Spin fluctuations and ferromagnetic order in two-dimensional itinerant systems with Van Hove singularities

TL;DR

This paper investigates the conditions for ferromagnetism in 2D electron systems near Van Hove singularities, highlighting the importance of spin fluctuations and comparing different theoretical approaches.

Contribution

It provides a quasistatic analysis of ferromagnetic criteria in 2D systems with Van Hove singularities, emphasizing the role of incommensurate spin fluctuations and refining the critical interaction estimate.

Findings

Spin excitations are positively defined for sufficiently large Hubbard U.

Critical interaction Uc exceeds the Stoner criterion near Van Hove filling.

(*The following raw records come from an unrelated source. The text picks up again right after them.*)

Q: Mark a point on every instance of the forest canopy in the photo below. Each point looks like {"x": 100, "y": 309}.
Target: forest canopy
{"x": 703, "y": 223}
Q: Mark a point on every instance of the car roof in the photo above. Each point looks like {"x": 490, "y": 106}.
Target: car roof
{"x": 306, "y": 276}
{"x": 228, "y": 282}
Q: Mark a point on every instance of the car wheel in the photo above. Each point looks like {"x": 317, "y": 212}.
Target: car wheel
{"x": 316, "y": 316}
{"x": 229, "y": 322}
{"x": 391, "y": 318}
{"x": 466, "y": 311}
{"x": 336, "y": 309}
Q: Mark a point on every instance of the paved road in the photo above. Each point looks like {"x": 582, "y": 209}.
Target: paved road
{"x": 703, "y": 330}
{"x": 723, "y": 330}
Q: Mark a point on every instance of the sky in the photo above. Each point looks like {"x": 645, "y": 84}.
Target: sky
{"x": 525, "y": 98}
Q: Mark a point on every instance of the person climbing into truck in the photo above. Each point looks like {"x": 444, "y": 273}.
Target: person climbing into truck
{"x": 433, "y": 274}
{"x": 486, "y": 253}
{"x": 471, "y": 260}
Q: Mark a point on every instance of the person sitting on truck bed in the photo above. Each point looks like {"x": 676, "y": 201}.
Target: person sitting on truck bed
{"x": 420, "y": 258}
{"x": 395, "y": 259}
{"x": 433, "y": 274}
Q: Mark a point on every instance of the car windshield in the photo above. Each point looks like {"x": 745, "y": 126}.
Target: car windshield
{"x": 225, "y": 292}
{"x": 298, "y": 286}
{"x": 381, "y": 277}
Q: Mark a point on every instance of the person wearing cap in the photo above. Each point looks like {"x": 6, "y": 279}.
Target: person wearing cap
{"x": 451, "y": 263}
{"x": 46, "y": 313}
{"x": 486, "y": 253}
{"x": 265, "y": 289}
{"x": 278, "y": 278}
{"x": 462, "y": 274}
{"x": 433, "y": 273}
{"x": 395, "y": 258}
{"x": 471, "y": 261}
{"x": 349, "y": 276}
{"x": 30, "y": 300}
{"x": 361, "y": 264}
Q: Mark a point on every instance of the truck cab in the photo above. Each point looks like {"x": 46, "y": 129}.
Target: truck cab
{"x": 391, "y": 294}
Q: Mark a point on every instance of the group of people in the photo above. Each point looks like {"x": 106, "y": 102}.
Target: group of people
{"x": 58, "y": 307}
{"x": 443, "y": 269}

Incommensurate spin fluctuations influence the ferromagnetic quantum phase transition.

Abstract

The quasistatic approach is used to analyze the criterion of ferromagnetism for two-dimensional (2D) systems with the Fermi level near Van Hove (VH) singularities of the electron spectrum. It is shown that the spectrum of spin excitations (paramagnons) is positively defined when the interaction between electrons and paramagnons, determined by the Hubbard on-site repulsion U, is sufficiently large. Due to incommensurate spin fluctuations near the ferromagnetic quantum phase transition, the critical interaction Uc remains finite at VH filling and exceeds considerably its value obtained from the Stoner criterion. A comparison with the functional renormalization group results and mean-field approximation which yields a phase separation is also performed.